Prioritizing the collection of crucial information, such as the literature category and publication year, was a top priority throughout the data analysis process. We then looked to fill in the gaps by collecting data such the document's title, ISBN, ISSN, DOI, and URL (albeit not all documents had these fields filled in). We found instances of duplicating data from several APIs, however the details varied. To fix this problem, we used other APIs, especially the abstract retrieval site, to get back any lost information.

This paper cleaned up the data by gleaning keywords from abstracts using the Rapid Automatic Keyword Extraction (RAKE) technique. Extraction of keywords from abstracts is widespread practice in information retrieval systems because of the ease with which they may be defined, revised, memorized, and shared. RAKE's graph-based technique has been carefully tested on scientific abstracts. The RAKE technique presented in this chapter is an unsupervised, domain-agnostic, and language-agnostic method for extracting keywords from individual documents.

6. Conclusion

This study introduces a coding structure that makes computable bibliographies easier to search for and analyze. Our code retrieves relevant documents from the bibliography and generates visualizations that provide a comprehensive overview and understanding of bibliographic data, including publication year, item type, and title.

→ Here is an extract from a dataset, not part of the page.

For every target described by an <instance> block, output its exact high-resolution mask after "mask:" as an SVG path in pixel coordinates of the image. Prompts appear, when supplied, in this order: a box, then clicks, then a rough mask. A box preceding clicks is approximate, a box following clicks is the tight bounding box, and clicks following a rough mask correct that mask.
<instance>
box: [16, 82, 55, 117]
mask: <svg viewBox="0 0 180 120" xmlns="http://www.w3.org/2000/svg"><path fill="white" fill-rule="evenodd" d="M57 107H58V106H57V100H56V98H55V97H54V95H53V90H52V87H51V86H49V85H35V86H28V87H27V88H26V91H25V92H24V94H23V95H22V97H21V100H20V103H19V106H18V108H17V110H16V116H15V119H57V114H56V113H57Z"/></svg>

We also analyzed data showing the distribution of single-author versus co-authored works, as well as the frequency with which certain writers were cited.

The experiment validated the efficiency of our implementation compared to the standard search strategies employed in systematic reviews. Scatter plots, histograms, and pie charts, all of which we used, proved to be helpful visualizations that cut down on the time spent analyzing and understanding the data.

The overarching goal of this study was to develop a new strategy for accessing relevant publications and to help researchers better comprehend bibliographies through the use of visualizations.

The project has progressed to the point where multiple scripts were written to use the API for getting references from Scopus, although at the moment, Zotero is still being used. This is due to the fact that importing each bibliography into Zotero manually takes time and work but results in a more thorough collection of data.

In the future, we plan to reach out to more people who are interested in collecting visualization information and concentrate on integrating data gathering and data visualization for the project.

Acknowledgement

I want to express my gratitude to Professor Jodi for her guidance in providing the initial study direction and weekly instructions. I am also grateful to Yuanxi Fu for her valuable thoughts and to the Information Quality Lab for their feedback on my research process and poster. JS & YF are supported by NSF 2046454.